I find that home sellers and their agents sometimes don't understand the distinction between what adds value to a home versus what makes it more marketable. Having worked for an appraisal company (my first job in real estate) I was taught the difference, which really can be easily understood.

To make a home more marketable you do things like clean, polish, paint, and trim. My first broker told me to instruct sellers to plant yellow and blue flowers close to the front stoop or porch. Declutter is preached by almost everyone now. If a paint color is too bright or unusual, paint the walls off-white. Work on the odor of the house, especially if a smoker lived there. Repair everything you can.

But these aren't fixes that will necessarily add value to your home. They won't make it appraise for a higher price. The first thing you must always remember is that finished square footage is king when it comes to the value of a home. When an appraiser looks for comparable properties to your home, he will look for the house that is most like yours in floor plan and finished square footage.

The URAR form, the core of an appraisal, lists many of the value added upgrades which distinguish your house from those comparables in your neighborhood. They list things such as siding, flooring, windows, porches, patios, garages, and there are several blanks available for additional value added features. In these blank spaces I have seen items such as sidewalks, paved or concrete driveways, kitchen cabinetry or counter tops.

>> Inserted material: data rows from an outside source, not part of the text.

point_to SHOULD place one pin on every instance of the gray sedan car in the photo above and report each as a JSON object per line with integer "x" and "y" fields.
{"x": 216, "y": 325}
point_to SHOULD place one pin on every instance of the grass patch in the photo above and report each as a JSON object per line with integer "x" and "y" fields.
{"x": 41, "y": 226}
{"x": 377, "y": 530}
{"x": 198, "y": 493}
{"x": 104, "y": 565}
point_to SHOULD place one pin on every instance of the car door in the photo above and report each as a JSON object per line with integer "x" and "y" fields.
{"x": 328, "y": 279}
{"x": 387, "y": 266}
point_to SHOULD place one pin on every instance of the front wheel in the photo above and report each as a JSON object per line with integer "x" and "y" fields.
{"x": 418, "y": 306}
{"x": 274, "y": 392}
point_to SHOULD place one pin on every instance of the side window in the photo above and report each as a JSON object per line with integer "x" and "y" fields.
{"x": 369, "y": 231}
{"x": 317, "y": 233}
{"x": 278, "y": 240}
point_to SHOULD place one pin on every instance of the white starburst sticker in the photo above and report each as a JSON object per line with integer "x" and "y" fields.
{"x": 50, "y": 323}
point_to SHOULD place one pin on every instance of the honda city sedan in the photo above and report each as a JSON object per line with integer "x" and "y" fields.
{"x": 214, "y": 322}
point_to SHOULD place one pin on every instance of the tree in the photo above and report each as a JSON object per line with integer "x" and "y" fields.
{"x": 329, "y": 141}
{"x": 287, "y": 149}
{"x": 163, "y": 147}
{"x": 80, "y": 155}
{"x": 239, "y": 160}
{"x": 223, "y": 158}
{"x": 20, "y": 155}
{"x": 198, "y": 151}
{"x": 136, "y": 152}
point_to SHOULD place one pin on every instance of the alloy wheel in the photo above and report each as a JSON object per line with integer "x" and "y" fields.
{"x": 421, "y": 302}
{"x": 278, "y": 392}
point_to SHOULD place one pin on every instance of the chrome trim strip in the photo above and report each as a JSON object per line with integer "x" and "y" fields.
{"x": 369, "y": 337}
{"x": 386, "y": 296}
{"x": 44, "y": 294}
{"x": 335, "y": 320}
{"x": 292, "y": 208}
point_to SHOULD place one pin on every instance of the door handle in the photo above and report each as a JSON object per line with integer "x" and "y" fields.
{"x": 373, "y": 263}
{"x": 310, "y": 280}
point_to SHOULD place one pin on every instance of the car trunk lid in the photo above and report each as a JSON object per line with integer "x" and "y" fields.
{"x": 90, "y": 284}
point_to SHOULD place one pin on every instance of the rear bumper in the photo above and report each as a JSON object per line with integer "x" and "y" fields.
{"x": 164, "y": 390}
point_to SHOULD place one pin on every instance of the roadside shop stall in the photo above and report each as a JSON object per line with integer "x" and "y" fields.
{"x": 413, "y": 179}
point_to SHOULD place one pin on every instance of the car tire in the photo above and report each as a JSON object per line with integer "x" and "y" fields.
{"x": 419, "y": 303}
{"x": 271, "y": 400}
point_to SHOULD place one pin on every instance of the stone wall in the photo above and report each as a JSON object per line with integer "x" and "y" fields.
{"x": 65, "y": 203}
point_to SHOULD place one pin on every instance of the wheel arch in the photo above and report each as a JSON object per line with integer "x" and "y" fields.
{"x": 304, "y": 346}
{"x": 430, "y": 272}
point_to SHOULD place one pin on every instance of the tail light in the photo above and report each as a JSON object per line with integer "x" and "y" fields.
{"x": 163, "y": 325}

Landscaping is nice, but it is mostly ordinary -- everybody has some. Of course if you have a formal English garden in your backyard, that might get an appraiser's attention. But the normal trees and shrubs in your yard, even though you paid a lot for them at your local garden shop, won't add value to your home. They instead will make your property more marketable.

Everyone talks about today's colors. Marketability is what you'll get when you paint your walls with them. Houses all have paint. Your's isn't more valuable because the color is trendy, even when you spent thousands to have it done. But it will make your home more marketable. Nowhere in an appraisal is there mention of paint, unless it is a negative notation. Carpet is similar. You either have it or you don't. Of course if it is very worn, it will be flagged (especially by a VA or FHA appraiser.)

So I said it would be easy to make the distinction between adding value and making your home more marketable. What things are solid and lasting? Beyond adding square footage to your finished and unfinished areas, you could add thermal windows, hardwood or ceramic flooring, an additional bathroom, granite countertops, or new siding. But when you paint, landscape, clean and polish -- you are doing this to make the home more marketable.